What helped me after my father’s terminal diagnosis.

By Josephine Rose, aged 15

I was 12 when my Dad was diagnosed with terminal cancer; he was only expected to live for six months. He found out his cancer was terminal in the summer, and I think I found out at the end of the year. You couldn’t tell, I had no clue; it was a shock for me as it had probably been going on for a long while, but I hadn’t noticed any signs or symptoms.

I didn’t look at him any differently in terms of who he was, he was still my Dad. Even though I was going to hospital appointments, taking time off school, and taking care of him, to me that didn’t matter. I just needed to be there for him; I wouldn’t have that future, so I had to make the most of what I had. 

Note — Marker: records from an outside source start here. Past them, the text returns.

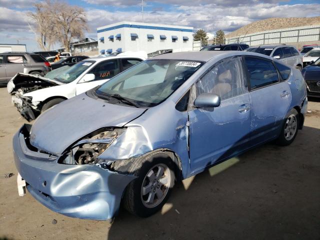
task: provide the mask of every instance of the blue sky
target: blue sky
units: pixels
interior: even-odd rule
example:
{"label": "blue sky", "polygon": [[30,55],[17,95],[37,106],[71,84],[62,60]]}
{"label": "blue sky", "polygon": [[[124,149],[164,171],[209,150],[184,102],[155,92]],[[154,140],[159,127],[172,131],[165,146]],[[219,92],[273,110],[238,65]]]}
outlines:
{"label": "blue sky", "polygon": [[[40,2],[38,0],[36,2]],[[96,39],[96,28],[117,22],[140,22],[140,0],[68,0],[83,8],[90,26],[86,36]],[[254,21],[272,17],[320,15],[315,0],[158,0],[144,1],[144,22],[202,28],[211,34],[232,32]],[[26,44],[38,50],[26,13],[34,0],[0,0],[0,43]],[[58,47],[58,46],[56,46]]]}

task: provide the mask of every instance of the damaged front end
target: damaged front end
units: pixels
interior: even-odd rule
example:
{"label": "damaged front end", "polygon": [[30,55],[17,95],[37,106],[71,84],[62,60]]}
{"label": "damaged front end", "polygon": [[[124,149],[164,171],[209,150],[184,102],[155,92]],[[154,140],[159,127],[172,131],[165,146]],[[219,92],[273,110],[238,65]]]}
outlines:
{"label": "damaged front end", "polygon": [[16,165],[29,192],[50,209],[69,216],[114,217],[124,189],[136,177],[110,170],[99,156],[124,128],[100,130],[62,154],[32,146],[30,130],[30,125],[24,125],[13,142]]}
{"label": "damaged front end", "polygon": [[32,102],[28,94],[42,88],[57,86],[61,83],[31,74],[18,73],[8,84],[8,92],[12,96],[12,103],[21,115],[30,122],[40,112],[40,104]]}

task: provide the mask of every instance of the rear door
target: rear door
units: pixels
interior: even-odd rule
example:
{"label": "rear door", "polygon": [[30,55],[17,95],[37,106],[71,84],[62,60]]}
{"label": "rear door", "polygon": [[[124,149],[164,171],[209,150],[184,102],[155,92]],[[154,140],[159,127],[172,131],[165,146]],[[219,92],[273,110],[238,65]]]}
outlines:
{"label": "rear door", "polygon": [[280,82],[272,61],[246,56],[252,105],[252,140],[254,144],[276,136],[291,102],[287,81]]}
{"label": "rear door", "polygon": [[78,95],[94,88],[101,85],[120,72],[118,59],[110,59],[98,64],[87,74],[93,74],[94,80],[89,82],[82,82],[81,80],[76,84],[76,94]]}
{"label": "rear door", "polygon": [[26,58],[23,55],[6,55],[6,72],[8,79],[17,72],[23,72],[24,66],[28,64]]}
{"label": "rear door", "polygon": [[246,149],[252,118],[241,56],[215,64],[196,86],[197,96],[213,93],[220,97],[221,104],[214,109],[188,111],[190,166],[194,173]]}

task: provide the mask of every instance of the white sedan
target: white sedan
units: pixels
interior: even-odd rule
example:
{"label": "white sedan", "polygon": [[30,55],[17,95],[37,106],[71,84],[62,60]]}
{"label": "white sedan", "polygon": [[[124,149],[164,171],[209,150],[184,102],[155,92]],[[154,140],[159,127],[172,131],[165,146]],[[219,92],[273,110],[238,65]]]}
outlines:
{"label": "white sedan", "polygon": [[87,58],[44,77],[17,74],[8,84],[12,103],[26,120],[35,119],[54,106],[100,85],[147,58],[144,52]]}

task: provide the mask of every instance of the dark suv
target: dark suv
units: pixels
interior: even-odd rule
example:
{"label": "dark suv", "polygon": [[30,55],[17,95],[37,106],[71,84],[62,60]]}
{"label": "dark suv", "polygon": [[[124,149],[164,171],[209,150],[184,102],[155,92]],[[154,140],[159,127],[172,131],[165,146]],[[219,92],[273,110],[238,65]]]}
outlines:
{"label": "dark suv", "polygon": [[249,48],[246,44],[230,44],[205,46],[200,51],[243,51]]}
{"label": "dark suv", "polygon": [[17,72],[44,76],[50,64],[38,54],[8,52],[0,54],[0,84],[6,84]]}

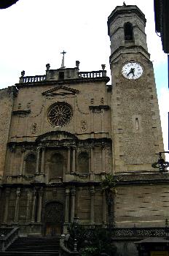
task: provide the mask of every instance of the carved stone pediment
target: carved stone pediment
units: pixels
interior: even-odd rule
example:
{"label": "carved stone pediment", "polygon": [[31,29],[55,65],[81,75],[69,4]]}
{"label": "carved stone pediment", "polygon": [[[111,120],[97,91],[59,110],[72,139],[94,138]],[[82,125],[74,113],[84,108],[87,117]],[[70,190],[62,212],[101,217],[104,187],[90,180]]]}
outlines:
{"label": "carved stone pediment", "polygon": [[73,89],[67,86],[59,86],[50,90],[42,92],[42,95],[47,96],[63,96],[66,94],[74,95],[79,94],[79,91]]}
{"label": "carved stone pediment", "polygon": [[56,131],[44,133],[37,138],[36,141],[47,140],[76,140],[77,138],[70,132]]}

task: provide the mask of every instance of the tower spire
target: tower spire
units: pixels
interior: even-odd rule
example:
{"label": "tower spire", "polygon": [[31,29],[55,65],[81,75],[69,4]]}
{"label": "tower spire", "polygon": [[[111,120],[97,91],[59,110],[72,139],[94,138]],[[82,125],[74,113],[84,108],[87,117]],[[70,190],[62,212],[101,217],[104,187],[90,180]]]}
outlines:
{"label": "tower spire", "polygon": [[65,54],[66,53],[66,52],[64,51],[64,50],[63,50],[63,52],[60,53],[63,54],[61,68],[64,69],[65,68]]}

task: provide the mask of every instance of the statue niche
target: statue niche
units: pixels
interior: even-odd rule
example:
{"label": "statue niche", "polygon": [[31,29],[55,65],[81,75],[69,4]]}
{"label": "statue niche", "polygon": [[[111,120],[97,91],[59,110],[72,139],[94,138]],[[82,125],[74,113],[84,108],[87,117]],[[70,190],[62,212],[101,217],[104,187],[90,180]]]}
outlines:
{"label": "statue niche", "polygon": [[64,157],[60,153],[52,155],[50,165],[50,179],[62,178],[64,170]]}
{"label": "statue niche", "polygon": [[36,156],[34,154],[28,154],[25,159],[25,174],[34,175],[36,171]]}
{"label": "statue niche", "polygon": [[89,155],[87,152],[81,152],[79,154],[78,169],[79,174],[89,173]]}

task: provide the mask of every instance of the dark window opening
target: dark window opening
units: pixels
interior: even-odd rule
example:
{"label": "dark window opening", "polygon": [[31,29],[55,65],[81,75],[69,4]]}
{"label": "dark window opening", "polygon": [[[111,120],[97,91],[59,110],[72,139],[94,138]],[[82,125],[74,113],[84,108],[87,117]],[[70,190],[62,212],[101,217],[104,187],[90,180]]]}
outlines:
{"label": "dark window opening", "polygon": [[64,79],[64,72],[59,72],[59,80],[63,80]]}
{"label": "dark window opening", "polygon": [[50,178],[62,178],[63,174],[64,158],[61,154],[56,153],[52,156]]}
{"label": "dark window opening", "polygon": [[26,175],[34,175],[36,170],[36,156],[29,154],[25,159],[25,173]]}
{"label": "dark window opening", "polygon": [[133,25],[130,22],[127,22],[124,26],[125,39],[127,41],[133,40]]}
{"label": "dark window opening", "polygon": [[79,172],[80,174],[89,173],[89,156],[87,152],[81,152],[78,156]]}

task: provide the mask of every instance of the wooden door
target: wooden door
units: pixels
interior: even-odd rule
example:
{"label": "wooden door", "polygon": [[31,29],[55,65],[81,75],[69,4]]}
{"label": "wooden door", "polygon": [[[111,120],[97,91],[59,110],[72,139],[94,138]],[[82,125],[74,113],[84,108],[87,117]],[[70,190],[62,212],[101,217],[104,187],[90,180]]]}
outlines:
{"label": "wooden door", "polygon": [[58,202],[46,205],[44,217],[44,234],[47,236],[61,235],[63,224],[63,207]]}

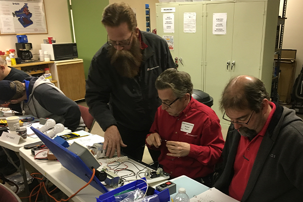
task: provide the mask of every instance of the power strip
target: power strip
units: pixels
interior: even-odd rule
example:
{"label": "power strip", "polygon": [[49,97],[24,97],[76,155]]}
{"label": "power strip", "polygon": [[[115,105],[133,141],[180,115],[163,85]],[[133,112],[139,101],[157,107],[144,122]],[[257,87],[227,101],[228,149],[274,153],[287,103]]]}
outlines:
{"label": "power strip", "polygon": [[107,159],[108,164],[110,163],[112,163],[115,161],[127,161],[128,160],[128,157],[127,156],[120,157],[114,157],[112,158],[108,158]]}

As I knew he was going to die, I had time to address any issues or worries I had. Child Bereavement UK helped me to know what to say. You never know if you are going to get to say goodbye to the person you love and for me it was all about ‘Well, how do I let him know, how do I show it?’. It was about making sure that he knew everything he needed to know, and thinking through the whole situation and what I wanted out of it.

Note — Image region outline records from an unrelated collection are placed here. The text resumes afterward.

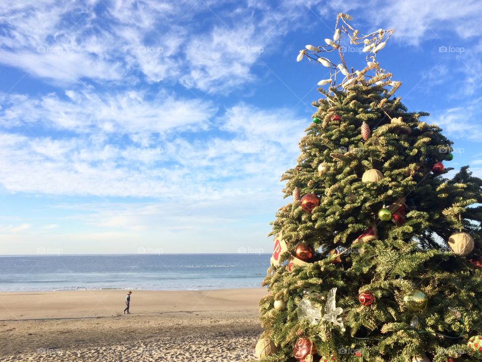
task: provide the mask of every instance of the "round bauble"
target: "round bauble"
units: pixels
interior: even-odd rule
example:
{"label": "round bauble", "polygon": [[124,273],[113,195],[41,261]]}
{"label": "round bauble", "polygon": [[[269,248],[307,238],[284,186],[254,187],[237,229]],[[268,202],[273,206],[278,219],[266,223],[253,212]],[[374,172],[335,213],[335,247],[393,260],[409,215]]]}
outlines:
{"label": "round bauble", "polygon": [[378,218],[382,221],[390,221],[392,220],[392,212],[387,208],[384,207],[378,212]]}
{"label": "round bauble", "polygon": [[382,178],[383,173],[375,168],[366,171],[362,176],[362,180],[364,183],[377,183]]}
{"label": "round bauble", "polygon": [[320,204],[320,199],[314,194],[307,194],[301,198],[301,204],[303,211],[311,214],[313,209]]}
{"label": "round bauble", "polygon": [[443,172],[445,169],[445,167],[443,165],[443,163],[442,162],[437,162],[432,166],[432,172],[435,174],[440,174]]}
{"label": "round bauble", "polygon": [[313,248],[306,244],[298,244],[295,248],[295,255],[303,261],[313,257]]}
{"label": "round bauble", "polygon": [[276,353],[276,346],[273,341],[268,338],[263,338],[256,343],[255,354],[257,358],[262,358]]}
{"label": "round bauble", "polygon": [[403,297],[405,306],[410,312],[418,313],[427,308],[428,298],[420,289],[414,289],[413,292],[408,293]]}
{"label": "round bauble", "polygon": [[456,233],[448,238],[448,246],[454,253],[464,255],[473,250],[473,239],[467,233]]}
{"label": "round bauble", "polygon": [[467,341],[470,354],[477,358],[482,358],[482,335],[471,337]]}
{"label": "round bauble", "polygon": [[375,301],[375,297],[371,292],[366,292],[360,293],[359,295],[358,296],[358,301],[362,303],[362,305],[372,305],[373,302]]}
{"label": "round bauble", "polygon": [[320,175],[322,175],[328,170],[328,164],[326,162],[322,162],[318,166],[318,173]]}
{"label": "round bauble", "polygon": [[414,357],[412,358],[412,362],[431,362],[430,359],[427,356],[423,357]]}
{"label": "round bauble", "polygon": [[278,299],[278,300],[275,301],[274,306],[275,309],[281,312],[286,309],[286,302],[283,299]]}
{"label": "round bauble", "polygon": [[293,355],[298,360],[304,359],[308,354],[313,354],[316,351],[315,345],[306,337],[298,338],[293,347]]}

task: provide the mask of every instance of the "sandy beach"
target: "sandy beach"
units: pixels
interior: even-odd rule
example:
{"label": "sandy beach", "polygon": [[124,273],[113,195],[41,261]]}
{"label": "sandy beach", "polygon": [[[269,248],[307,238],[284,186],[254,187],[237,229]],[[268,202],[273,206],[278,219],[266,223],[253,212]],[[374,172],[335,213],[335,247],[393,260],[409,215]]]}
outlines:
{"label": "sandy beach", "polygon": [[254,359],[262,288],[0,293],[0,361]]}

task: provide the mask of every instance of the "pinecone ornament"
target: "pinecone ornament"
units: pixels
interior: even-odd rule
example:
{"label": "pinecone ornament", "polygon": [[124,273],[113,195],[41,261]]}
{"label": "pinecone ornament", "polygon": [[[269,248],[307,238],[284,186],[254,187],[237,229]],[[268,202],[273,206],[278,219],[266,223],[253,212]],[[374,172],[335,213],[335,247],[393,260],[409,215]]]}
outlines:
{"label": "pinecone ornament", "polygon": [[365,121],[362,125],[362,138],[364,141],[366,141],[370,137],[370,127]]}
{"label": "pinecone ornament", "polygon": [[300,190],[298,188],[295,188],[293,191],[293,202],[299,203],[301,199],[301,195],[300,195]]}

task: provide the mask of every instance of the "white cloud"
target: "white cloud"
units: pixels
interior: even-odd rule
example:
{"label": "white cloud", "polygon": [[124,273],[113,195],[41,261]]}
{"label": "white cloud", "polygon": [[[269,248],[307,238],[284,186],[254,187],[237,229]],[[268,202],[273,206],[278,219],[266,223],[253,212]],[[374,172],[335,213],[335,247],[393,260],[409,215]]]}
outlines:
{"label": "white cloud", "polygon": [[59,225],[56,224],[51,224],[50,225],[44,225],[42,226],[42,229],[45,229],[45,230],[52,230],[53,229],[57,229],[59,227]]}
{"label": "white cloud", "polygon": [[480,101],[480,98],[473,99],[459,107],[437,112],[431,118],[430,123],[440,126],[449,135],[482,142],[482,129],[476,121],[481,116]]}
{"label": "white cloud", "polygon": [[22,224],[18,226],[14,226],[13,225],[0,225],[0,233],[18,234],[28,230],[31,227],[32,225],[28,223]]}
{"label": "white cloud", "polygon": [[[66,92],[70,99],[52,93],[38,98],[0,94],[0,125],[7,128],[41,126],[75,133],[123,134],[205,129],[216,111],[207,101],[177,99],[166,94],[148,96],[142,91],[97,94]],[[36,125],[35,124],[40,124]]]}
{"label": "white cloud", "polygon": [[[279,174],[292,165],[306,122],[289,110],[244,104],[214,120],[209,106],[203,109],[197,101],[159,105],[132,93],[103,102],[69,95],[75,101],[55,95],[9,99],[12,108],[0,117],[4,125],[23,119],[34,130],[64,127],[67,132],[57,139],[0,134],[0,183],[7,190],[202,200],[274,185],[279,190]],[[66,125],[74,128],[68,132]],[[218,135],[207,136],[207,127]],[[181,132],[162,133],[172,129]],[[185,195],[189,190],[195,192]]]}

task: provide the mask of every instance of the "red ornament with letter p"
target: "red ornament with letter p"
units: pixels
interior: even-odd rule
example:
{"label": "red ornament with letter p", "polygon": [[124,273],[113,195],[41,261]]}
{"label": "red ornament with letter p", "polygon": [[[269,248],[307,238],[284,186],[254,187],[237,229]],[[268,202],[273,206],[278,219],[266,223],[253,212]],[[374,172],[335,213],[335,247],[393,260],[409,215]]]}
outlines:
{"label": "red ornament with letter p", "polygon": [[475,358],[482,358],[482,336],[476,335],[467,341],[470,354]]}
{"label": "red ornament with letter p", "polygon": [[303,362],[309,354],[313,354],[316,352],[315,345],[306,337],[298,338],[293,347],[293,356],[300,362]]}
{"label": "red ornament with letter p", "polygon": [[372,305],[373,302],[375,301],[375,297],[370,292],[366,292],[365,293],[360,293],[358,296],[358,301],[362,303],[362,305]]}

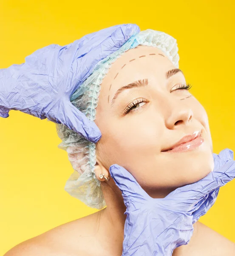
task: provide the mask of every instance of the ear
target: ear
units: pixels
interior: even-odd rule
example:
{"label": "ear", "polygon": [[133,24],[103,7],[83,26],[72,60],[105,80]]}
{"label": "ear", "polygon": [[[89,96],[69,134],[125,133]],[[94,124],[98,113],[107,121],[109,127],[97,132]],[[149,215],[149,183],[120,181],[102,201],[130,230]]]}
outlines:
{"label": "ear", "polygon": [[95,166],[95,173],[96,178],[100,181],[105,181],[105,178],[101,179],[99,177],[99,175],[103,173],[106,178],[110,176],[108,171],[104,166],[102,162],[99,160],[99,157],[96,155],[96,163]]}

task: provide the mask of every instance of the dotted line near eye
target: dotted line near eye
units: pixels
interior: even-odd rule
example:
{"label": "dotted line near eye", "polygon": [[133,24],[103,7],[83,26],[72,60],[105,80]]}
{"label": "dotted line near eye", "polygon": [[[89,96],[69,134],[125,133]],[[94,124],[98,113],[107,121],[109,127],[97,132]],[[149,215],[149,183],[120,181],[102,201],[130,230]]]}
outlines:
{"label": "dotted line near eye", "polygon": [[186,98],[184,98],[184,99],[181,99],[180,100],[182,100],[182,99],[187,99],[187,98],[189,98],[190,97],[192,97],[192,95],[190,95],[190,96],[188,96],[187,97],[186,97]]}

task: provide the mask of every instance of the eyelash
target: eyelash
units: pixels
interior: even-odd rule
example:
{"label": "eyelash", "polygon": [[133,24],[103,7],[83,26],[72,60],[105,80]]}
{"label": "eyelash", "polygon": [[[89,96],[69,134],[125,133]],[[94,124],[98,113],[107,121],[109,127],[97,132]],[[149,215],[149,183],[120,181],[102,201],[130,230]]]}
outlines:
{"label": "eyelash", "polygon": [[[192,85],[191,85],[190,84],[187,83],[186,84],[180,84],[180,86],[178,87],[176,89],[173,90],[172,91],[174,91],[175,90],[190,90],[192,88]],[[137,106],[138,104],[140,103],[142,103],[142,102],[146,102],[147,101],[143,98],[142,99],[137,99],[135,101],[132,102],[129,105],[128,105],[126,108],[125,109],[124,111],[124,114],[126,115],[129,112],[133,113],[134,111],[136,111],[136,110],[132,110],[134,107]],[[139,108],[141,108],[141,107],[140,107],[137,108],[136,109],[138,109]]]}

As long as the person knows you love them, that’s the most important thing. Child Bereavement UK helped me word it and how I would say it.

Talking about it with someone was so helpful, it helped my relationship with my Dad because I was able to talk to him about things that he wasn’t even comfortable with – but it made it easier for us to deal with the whole thing.

We made memories, shared experiences, but that 'goodbye moment' never happened as I wasn’t there when he died. But I felt that I didn’t need it because I’d had all that time with him to say everything that I needed to say. Even without the support from Child Bereavement UK, I think I would have known to say ‘I love you’ and ‘I’m going to miss you’. 

If someone is expected to die, say what you want when you need to say it. Don’t think ‘I’ll tell him later’, say it now because you might not have later. It’s all about making sure they know everything that you need them to know.